Ivor Forbes Guest


Ivor Forbes Guest DUniv MA FRAD was a British historian and writer, best known for his study of ballet. He was chairman of the Royal Academy of Dance for twenty three years and has been a Vice-President since 1993 and Secretary then Trustee of the Radcliffe Trust. In 1997 he was made a Doctor of the University by the University of Surrey, its highest honorary doctorate.
He was married to the movement notation expert Ann Hutchinson Guest and acted as a trustee of the Language of Dance Centre, which she founded.

Early life

Ivor Guest was born on 14 April 1920 in Chislehurst, Kent, England.

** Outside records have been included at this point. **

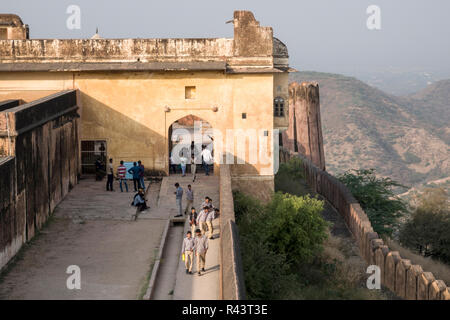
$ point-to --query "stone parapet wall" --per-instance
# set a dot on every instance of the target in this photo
(232, 286)
(406, 280)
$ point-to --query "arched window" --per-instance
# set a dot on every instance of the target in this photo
(278, 107)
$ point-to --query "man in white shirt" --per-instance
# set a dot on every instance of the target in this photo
(207, 159)
(209, 220)
(201, 220)
(183, 163)
(188, 250)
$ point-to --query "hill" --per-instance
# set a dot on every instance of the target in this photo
(405, 138)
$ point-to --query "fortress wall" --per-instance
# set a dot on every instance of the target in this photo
(232, 286)
(39, 166)
(399, 275)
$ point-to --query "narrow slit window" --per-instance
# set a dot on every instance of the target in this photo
(189, 92)
(278, 107)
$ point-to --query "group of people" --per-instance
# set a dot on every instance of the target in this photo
(206, 160)
(201, 224)
(137, 171)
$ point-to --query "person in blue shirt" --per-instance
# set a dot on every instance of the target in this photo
(136, 172)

Guest's father, Cecil Marmaduke Guest served as a lieutenant in the Transvaal Scottish in the First World War and was later made up to captain, serving with the South African Scottish in France, where he was gassed. Declared unfit for further service he remained in England. He married Ivor's mother, Christian Forbes-Tweedie on 30 July 1918.

Ballet historian

Guest's first book, Napoleon III in England, came from an interest in his birth town's association with the exiled Napoleon III. Then, despite a successful career as a lawyer, Guest spent holidays and other leisure time researching the ballet of the Second Empire in the archives of the Bibliothèque de l'Opéra in Paris, producing two volumes on the subject entitled The Ballet of the Second Empire.
He received tributes in Dance Research: The Journal of the Society for Dance Research in 1995, the year of his 75th birthday; and in Dance Chronicle in 2001. Guest died in London on 30 March 2018, two weeks before his 98th birthday.

Publications

Guest's writing focuses primarily on the ballet in Paris, at the Opéra, in the years 1770 to 1870. He also chronicles the international careers of some of ballet's stars.

Ballet

In 1997, he was awarded the Queen Elizabeth II Coronation Award for services to ballet which is the RAD's highest honour; he was given a Lifetime Achievement Award. In 2000 he received the Ordre des Arts et des Lettres.